The answer: Along with Pennsylvania, we trail the nation in the percentage of women in the legislature.
According to the Center for American Women and Politics at Rutgers University, New Jersey ranked 43rd in 2004, with just 19 of 120 legislative seats, or 16 percent, held by women.
And that ranking could be generous. When the number of women in state and congressional offices is combined with women's voter registration and turnout to create an overall ranking of political participation, New Jersey ranks dead last - 50th out of the 50 states - according to the Washington-based Institute for Women's Policy Research.

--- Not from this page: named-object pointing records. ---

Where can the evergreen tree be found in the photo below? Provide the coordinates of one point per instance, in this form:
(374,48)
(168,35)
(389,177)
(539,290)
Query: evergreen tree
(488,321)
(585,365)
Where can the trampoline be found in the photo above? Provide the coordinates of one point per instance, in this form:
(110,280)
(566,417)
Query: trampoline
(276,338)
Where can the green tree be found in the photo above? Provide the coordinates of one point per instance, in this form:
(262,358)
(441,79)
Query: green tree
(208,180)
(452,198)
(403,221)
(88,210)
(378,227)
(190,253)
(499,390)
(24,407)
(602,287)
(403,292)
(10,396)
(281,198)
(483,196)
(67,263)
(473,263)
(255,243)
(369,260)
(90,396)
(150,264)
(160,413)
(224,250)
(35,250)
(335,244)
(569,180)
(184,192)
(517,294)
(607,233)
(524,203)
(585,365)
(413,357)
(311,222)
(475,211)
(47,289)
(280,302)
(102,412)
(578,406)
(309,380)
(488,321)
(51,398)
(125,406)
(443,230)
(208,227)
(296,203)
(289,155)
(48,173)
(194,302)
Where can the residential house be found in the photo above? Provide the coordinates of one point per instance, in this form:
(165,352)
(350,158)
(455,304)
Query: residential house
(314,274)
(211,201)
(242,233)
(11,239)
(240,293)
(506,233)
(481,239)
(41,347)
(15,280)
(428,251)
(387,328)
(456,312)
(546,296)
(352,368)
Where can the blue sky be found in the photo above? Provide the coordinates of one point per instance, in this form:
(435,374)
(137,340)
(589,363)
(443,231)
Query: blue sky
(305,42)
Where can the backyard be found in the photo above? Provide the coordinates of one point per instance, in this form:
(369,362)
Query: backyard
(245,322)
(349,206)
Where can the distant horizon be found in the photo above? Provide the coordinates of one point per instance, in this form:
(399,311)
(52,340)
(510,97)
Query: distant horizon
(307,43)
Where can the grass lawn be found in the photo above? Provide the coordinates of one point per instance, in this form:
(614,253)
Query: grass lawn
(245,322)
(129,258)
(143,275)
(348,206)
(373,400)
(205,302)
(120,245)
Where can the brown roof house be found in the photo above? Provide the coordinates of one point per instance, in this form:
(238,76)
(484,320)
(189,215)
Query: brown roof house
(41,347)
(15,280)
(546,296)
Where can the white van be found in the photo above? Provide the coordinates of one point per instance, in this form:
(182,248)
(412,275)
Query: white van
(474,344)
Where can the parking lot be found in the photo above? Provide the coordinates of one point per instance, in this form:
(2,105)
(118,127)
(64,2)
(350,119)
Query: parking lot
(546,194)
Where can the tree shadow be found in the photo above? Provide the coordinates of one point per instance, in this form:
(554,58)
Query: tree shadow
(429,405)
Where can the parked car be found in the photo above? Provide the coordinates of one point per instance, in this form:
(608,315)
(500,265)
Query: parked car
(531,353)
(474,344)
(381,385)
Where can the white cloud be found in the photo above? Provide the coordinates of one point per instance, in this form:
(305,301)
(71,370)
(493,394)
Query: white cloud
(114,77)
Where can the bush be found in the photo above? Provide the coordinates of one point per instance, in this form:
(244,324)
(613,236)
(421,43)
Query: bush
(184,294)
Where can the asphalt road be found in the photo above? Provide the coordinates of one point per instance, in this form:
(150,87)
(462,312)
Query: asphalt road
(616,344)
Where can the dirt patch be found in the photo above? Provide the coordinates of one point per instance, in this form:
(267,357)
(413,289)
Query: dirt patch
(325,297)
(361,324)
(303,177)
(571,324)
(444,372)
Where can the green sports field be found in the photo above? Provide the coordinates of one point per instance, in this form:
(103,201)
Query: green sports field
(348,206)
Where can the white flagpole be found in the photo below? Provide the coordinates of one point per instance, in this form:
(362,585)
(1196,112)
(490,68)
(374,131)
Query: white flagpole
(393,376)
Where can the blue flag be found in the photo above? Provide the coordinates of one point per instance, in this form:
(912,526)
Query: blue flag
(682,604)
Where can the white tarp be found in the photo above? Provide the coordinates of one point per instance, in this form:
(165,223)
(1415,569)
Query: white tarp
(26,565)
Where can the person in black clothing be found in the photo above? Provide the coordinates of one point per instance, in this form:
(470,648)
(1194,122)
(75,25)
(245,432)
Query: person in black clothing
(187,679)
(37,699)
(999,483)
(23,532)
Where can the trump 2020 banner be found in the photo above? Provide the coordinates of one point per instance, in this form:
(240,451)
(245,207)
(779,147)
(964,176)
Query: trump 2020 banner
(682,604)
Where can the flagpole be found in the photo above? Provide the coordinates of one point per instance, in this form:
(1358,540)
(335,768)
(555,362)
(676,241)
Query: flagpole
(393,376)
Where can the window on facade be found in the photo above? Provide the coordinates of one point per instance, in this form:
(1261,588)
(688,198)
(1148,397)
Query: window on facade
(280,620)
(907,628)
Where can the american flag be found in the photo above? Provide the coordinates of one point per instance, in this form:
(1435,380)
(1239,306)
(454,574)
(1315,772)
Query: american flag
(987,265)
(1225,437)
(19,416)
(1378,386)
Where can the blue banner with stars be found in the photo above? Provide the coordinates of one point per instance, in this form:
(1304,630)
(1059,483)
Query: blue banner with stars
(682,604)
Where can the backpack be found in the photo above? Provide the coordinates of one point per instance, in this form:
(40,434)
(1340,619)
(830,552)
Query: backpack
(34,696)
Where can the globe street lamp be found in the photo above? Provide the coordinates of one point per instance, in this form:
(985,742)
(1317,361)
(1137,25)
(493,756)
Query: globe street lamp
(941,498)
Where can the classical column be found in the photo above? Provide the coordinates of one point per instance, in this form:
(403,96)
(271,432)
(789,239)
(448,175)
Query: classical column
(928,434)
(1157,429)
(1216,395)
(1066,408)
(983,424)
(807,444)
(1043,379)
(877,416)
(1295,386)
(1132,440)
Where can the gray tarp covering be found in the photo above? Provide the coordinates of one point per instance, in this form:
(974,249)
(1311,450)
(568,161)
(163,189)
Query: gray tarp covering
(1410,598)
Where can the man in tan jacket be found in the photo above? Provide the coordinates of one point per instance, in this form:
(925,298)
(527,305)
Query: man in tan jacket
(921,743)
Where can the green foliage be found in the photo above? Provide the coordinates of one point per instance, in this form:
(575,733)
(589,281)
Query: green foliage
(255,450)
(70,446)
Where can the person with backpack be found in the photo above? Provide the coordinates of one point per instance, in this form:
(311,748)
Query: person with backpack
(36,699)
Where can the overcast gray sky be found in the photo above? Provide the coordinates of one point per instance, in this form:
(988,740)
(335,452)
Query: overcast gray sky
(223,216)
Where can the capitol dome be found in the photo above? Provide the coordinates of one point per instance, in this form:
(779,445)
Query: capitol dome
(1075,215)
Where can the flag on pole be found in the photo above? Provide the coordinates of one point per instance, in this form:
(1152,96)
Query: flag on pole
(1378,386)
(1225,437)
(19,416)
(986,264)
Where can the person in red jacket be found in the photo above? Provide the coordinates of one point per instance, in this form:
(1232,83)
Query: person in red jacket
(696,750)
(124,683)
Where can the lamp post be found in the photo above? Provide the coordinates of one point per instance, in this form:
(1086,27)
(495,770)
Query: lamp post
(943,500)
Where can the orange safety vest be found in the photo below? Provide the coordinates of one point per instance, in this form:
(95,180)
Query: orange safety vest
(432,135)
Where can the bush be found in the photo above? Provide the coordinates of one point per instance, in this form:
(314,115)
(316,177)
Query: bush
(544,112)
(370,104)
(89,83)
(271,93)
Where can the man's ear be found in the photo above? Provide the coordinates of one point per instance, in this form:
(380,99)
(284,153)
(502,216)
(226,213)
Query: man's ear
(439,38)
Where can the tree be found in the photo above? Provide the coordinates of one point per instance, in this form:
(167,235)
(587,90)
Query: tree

None of the announced candidates for governor is a woman, and if Jon Corzine were to win his bid for governor, none of the candidates being mentioned to fill his U.S. Senate seat is a woman.
Nationwide, nearly 23 percent of legislators are women, a figure that has stayed about the same in the past five years.
Political scientists cite several factors for this. First, there's incumbency: If there's more men in office, and incumbents tend to be reelected, then men will continue to dominate. Also, women traditionally have been underrepresented in occupations, such as lawyer and business owner, which are breeding grounds for politicians.
And in New Jersey, there's the added dimension of strong political parties that choose candidates for the "party line" in primaries before voters even get a say. These choices are usually made by party chairmen - in most cases, they are men - or by small, male-dominated candidate-screening committees.
Women are more likely to get a party's backing when there's more than one seat to fill, such as a two-seat Assembly slate or a multi-candidate freeholder slate, or where there's an incumbent who's overwhelmingly favored and the party needs a sacrificial lamb. Sometimes, these slots pay off, such as when the unknown Christie Whitman nearly unseated U.S. Sen. Bill Bradley in 1990 and was elected governor three years later.
But usually when there's a competitive opening, it's far more likely to go to a man. It's no coincidence that of the six state senators who are women, five were Assembly members who moved up, rather than breaking in from the outside.
The sixth woman senator, freshman Democrat Ellen Karcher of Monmouth County, was the daughter of a former Assembly speaker. Family connections also were a factor with two Assembly members: Mercer County Democrat Bonnie Watson Coleman's father held the same seat a decade earlier, and Sussex County Republican Alison Littell McHose's father is the senator from the same district.
Advocates for more women in office hope that creating a lieutenant governor's post would provide more opportunities because male-female slates are common in other states. But they say party hurdles will remain unless there's an aggressive effort to attract more women candidates.
"You have to really want it, you have to really be ready to go up against all kinds of odds when you know the party leadership is going to be ho-hum about you or even opposed," said state Sen. Barbara Buono, D-Middlesex. "It's a big sacrifice, and it shouldn't be. I do not think you should have to choose between having a family and some balance in your in life, and running for office."